The University of Colorado at Boulder continues:

Scientists have proposed several hypotheses in the past to explain the warmer Pliocene climate. One idea, for example, was that the formation of the Isthmus of Panama, the narrow strip of land linking North and South America, could have altered ocean circulations during the Pliocene, forcing warmer waters toward the Arctic. But many of those hypotheses, including the Panama possibility, have not proved viable.

For the new study, led by Ashley Ballantyne, a former CU-Boulder doctoral student who is now an assistant professor of bioclimatology at the University of Montana, the research team decided to see what would happen if they forced the model to assume that the Arctic was free of ice in the winter as well as the summer during the Pliocene. Without these additional parameters, climate models set to emulate atmospheric conditions during the Pliocene show ice-free summers followed by a layer of ice reforming during the sunless winters.

In the model simulation, year-round ice-free conditions caused warmer conditions in the Arctic because the open water surface allowed for evaporation. Evaporation requires energy, and the water vapor then stored that energy as heat in the atmosphere. The water vapor also created clouds, which trapped heat near the planet’s surface.

“We tried a simple experiment in which we said, ‘We don’t know why sea ice might be gone all year round, but let’s just make it go away,’ ” stated White, who also is a professor of geological sciences. “And what we found was that we got the right kind of temperature change and we got a dampened seasonal cycle, both of which are things we think we see in the Pliocene.”

“Basically, when you take away the sea ice, the Arctic Ocean responds by creating a blanket of water vapor and clouds that keeps the Arctic warmer.”

The researchers are now “trying to understand what types of conditions could bridge the standard model simulations with the simulations in which ice-free conditions in the Arctic are imposed. If they’re successful, computer models would be able to model the transition between a time when ice reformed in the winter to a time when the ocean remained devoid of ice throughout the year. Such a model also would offer insight into what could happen in our future.
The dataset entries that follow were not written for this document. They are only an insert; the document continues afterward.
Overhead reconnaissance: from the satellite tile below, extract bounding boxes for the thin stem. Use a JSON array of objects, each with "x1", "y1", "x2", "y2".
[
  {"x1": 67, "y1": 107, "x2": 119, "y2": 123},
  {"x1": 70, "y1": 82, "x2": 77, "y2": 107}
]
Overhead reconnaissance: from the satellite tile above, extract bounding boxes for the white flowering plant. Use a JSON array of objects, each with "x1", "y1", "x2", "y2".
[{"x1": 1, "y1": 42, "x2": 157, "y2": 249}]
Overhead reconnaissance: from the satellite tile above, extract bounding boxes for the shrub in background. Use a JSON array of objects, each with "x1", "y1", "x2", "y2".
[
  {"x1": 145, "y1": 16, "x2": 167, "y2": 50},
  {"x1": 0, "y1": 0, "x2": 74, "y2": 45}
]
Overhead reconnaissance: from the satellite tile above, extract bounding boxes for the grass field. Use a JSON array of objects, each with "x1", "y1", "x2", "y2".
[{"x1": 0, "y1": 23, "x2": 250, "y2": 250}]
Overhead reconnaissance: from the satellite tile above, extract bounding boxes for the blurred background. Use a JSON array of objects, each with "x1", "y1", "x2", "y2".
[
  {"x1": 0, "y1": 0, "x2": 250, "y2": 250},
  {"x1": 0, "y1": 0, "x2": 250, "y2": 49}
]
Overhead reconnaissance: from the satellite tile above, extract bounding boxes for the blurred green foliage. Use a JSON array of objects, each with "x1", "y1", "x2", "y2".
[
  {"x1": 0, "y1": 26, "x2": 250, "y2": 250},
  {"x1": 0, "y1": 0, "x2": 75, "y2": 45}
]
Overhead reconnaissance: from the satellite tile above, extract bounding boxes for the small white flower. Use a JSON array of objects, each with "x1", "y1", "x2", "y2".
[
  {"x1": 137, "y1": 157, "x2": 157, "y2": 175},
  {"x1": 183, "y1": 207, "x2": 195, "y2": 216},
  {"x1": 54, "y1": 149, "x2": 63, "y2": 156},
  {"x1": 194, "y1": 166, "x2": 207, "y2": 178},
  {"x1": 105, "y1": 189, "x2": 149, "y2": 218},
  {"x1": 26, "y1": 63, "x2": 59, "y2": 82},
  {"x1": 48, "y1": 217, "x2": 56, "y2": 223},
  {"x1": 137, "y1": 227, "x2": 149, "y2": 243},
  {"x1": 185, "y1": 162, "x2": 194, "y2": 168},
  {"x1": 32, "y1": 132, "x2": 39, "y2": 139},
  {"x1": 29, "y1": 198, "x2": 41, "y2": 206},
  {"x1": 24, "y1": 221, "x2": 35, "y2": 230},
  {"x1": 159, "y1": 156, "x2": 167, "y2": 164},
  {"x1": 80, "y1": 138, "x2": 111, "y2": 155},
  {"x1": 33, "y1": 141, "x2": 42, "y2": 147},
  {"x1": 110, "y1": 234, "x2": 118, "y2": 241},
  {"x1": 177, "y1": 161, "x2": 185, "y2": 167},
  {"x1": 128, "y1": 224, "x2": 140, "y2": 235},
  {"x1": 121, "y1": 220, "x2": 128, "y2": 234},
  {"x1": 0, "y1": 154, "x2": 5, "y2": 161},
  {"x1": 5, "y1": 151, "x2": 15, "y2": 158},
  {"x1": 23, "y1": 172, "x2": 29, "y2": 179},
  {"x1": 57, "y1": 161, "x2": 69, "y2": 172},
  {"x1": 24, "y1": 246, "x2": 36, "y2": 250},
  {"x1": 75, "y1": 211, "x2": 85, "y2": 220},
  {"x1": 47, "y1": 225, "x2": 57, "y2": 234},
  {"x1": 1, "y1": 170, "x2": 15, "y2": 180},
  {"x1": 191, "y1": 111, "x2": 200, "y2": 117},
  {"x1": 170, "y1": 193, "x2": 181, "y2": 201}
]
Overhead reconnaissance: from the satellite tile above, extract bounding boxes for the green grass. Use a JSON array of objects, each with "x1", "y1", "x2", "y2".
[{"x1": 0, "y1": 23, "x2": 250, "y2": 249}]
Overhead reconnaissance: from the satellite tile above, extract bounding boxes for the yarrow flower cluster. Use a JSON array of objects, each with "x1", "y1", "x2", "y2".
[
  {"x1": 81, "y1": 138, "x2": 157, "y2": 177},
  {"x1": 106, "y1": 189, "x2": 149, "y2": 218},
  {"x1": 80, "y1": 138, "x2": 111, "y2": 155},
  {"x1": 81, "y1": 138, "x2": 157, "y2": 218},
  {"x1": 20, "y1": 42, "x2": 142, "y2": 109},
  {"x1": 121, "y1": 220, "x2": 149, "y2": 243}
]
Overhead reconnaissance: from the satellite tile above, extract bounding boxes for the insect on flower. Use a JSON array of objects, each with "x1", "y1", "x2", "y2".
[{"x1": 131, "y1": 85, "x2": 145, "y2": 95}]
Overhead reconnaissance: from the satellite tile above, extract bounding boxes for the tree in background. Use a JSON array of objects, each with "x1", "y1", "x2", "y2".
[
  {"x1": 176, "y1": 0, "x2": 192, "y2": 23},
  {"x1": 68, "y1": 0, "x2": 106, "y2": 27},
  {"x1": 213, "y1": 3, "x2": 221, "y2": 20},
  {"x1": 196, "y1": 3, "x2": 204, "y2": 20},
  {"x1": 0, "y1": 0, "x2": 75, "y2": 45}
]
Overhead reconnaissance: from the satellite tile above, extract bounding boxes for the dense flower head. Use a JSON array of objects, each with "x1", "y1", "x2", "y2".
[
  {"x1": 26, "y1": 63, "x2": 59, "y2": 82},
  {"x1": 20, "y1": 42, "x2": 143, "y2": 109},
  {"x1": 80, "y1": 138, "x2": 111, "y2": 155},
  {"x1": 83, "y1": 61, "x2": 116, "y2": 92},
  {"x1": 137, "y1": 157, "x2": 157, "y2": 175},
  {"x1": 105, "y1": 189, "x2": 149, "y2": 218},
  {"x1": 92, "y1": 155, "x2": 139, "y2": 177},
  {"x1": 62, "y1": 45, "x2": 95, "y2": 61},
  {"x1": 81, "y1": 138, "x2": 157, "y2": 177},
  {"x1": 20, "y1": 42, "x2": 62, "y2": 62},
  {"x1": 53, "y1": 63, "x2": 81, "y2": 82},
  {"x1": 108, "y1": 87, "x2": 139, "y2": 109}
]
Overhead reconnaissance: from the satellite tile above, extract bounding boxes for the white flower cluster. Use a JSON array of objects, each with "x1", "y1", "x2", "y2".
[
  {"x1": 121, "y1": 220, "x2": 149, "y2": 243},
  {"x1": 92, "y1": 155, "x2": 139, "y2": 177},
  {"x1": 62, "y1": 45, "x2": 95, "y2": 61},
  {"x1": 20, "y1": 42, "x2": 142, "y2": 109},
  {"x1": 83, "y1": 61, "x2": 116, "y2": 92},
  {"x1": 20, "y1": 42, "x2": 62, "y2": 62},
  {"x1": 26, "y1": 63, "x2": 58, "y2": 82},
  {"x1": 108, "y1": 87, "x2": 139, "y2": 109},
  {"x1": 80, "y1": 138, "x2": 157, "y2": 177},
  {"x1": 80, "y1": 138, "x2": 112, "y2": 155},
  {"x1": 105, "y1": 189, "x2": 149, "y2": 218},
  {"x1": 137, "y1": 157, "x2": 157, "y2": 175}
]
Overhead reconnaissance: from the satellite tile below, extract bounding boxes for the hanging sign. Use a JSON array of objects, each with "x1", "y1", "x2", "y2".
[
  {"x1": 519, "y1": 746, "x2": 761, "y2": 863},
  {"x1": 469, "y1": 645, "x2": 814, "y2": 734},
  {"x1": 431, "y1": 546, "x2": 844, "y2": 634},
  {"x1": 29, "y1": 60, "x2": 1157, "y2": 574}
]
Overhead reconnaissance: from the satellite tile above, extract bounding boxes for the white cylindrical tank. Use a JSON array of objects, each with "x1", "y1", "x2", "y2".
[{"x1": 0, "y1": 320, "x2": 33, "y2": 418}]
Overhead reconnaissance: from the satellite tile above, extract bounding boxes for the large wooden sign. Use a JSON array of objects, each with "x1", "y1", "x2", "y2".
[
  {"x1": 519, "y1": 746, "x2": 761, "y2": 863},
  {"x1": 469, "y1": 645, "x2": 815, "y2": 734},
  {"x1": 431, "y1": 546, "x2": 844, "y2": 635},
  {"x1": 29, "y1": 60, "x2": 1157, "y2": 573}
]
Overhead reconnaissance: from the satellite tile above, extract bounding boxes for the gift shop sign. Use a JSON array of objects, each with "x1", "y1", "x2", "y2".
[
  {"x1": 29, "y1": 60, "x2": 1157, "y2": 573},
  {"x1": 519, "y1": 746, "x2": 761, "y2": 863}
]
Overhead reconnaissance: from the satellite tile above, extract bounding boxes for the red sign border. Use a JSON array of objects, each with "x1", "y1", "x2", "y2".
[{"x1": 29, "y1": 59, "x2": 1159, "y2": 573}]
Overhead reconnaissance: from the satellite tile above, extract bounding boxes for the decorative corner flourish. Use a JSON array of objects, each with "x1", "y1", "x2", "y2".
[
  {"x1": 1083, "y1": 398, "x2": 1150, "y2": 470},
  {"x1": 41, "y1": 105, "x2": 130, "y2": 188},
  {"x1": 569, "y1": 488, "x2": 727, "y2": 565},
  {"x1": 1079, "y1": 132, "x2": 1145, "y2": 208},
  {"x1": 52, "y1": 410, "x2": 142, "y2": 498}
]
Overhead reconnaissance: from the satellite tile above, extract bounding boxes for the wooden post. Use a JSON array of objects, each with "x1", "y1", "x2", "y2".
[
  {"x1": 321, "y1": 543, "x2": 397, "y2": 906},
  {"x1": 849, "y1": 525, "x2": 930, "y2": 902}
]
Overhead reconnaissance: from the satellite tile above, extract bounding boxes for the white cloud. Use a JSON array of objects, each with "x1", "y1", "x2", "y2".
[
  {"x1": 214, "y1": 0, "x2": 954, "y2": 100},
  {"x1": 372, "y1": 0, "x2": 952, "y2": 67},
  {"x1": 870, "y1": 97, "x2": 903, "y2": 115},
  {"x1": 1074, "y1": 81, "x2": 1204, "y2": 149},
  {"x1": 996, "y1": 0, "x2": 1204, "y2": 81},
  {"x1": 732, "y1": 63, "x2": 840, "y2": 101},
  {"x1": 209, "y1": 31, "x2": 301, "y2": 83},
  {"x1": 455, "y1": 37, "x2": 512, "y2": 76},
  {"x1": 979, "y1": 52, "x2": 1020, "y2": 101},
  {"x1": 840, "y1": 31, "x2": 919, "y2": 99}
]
Currently, about 70 percent of sea ice disappears during the summertime before reforming in the winter.”

“We’re trying to understand what happened in the past but with a very keen eye to the future and the present,” White stated. “The piece that we’re looking at in the future is what is going to happen as the Arctic Ocean warms up and becomes more ice-free in the summertime. Will we continue to return to an ice-covered Arctic in the wintertime? Or will we start to see some of the feedbacks that now aren’t very well represented in our climate models? If we do, that’s a big game changer.”

The new research was just published in the journal Palaeogeography, Paleoclimatology, Palaeoecology.